Quantum sensors are also the subject of research by Dr Jan Kołodynski and his team, leader of the Quantum Information and Inference Laboratory. Dr Kołodynski’s team will develop unique software and models that will be applied to state-of-the-art quantum sensors based on atoms, diamonds and optomechanical systems, increasing their sensitivity and range of applications. Together with the experimental team, Dr Kołodynski will develop schemes for the operation of Rydberg sensors, as well as sensor networks that are extremely interesting conceptually and attractive from a practical point of view. The QOT Centre will provide a space for collaboration between programmers, theoreticians, engineers and experimental physicists. The interaction will create a link between the engineering world and the non-intuitive world of quantum mechanics.

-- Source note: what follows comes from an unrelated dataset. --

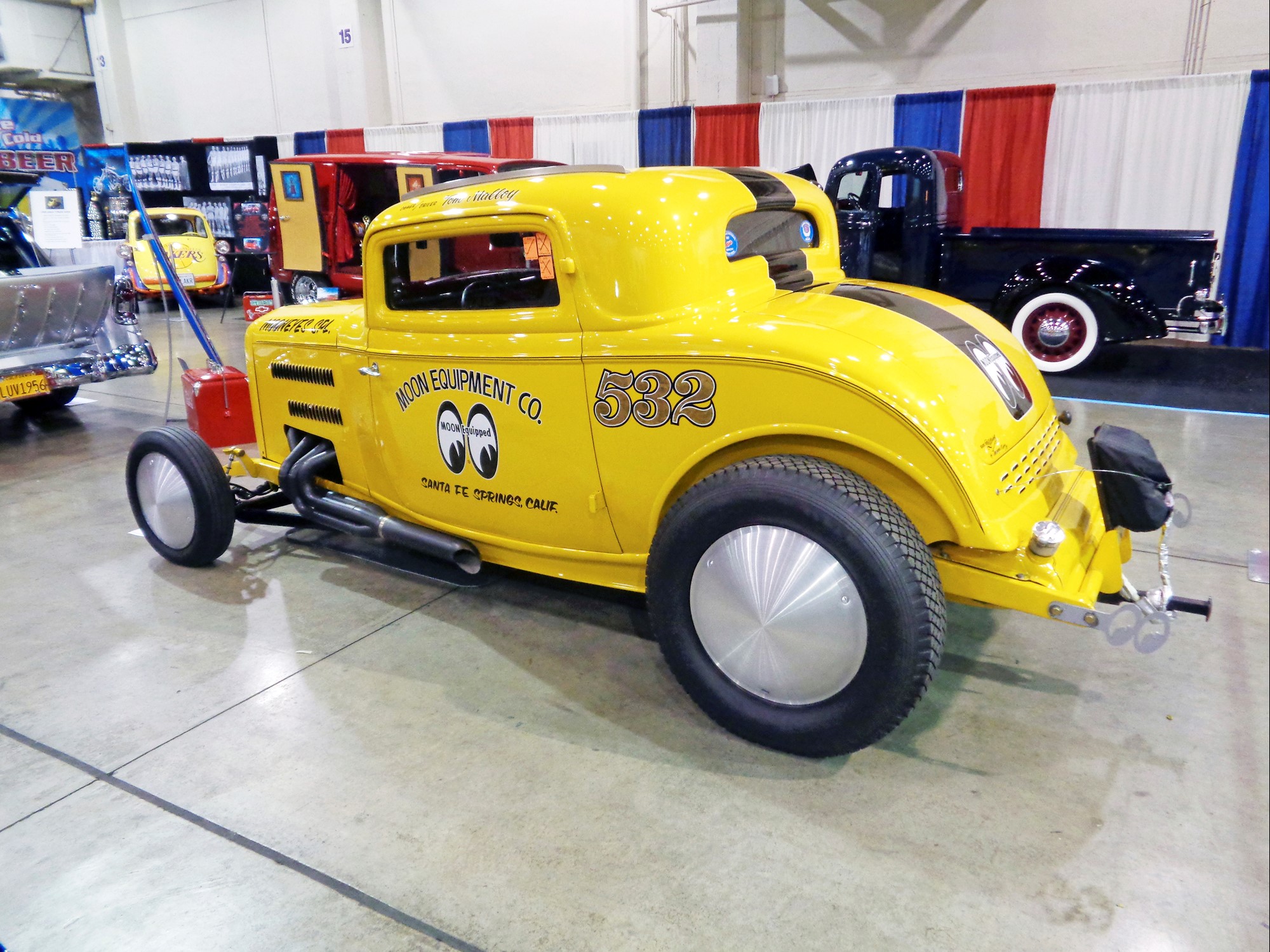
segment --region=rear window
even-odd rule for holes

In addition, the QOT centre will also have a team designing high-precision electronic devices specifically for quantum technologies. Unique engineering solutions will also be developed, based on, for example, patents developed from previous projects at QOT. This work will be crucial and necessary for the quantum systems under study to exhibit the expected properties. The group will be led by Prof. Wojciech Wasilewski from the Division of Optics at the Institute of Experimental Physics, Faculty of Physics, UW.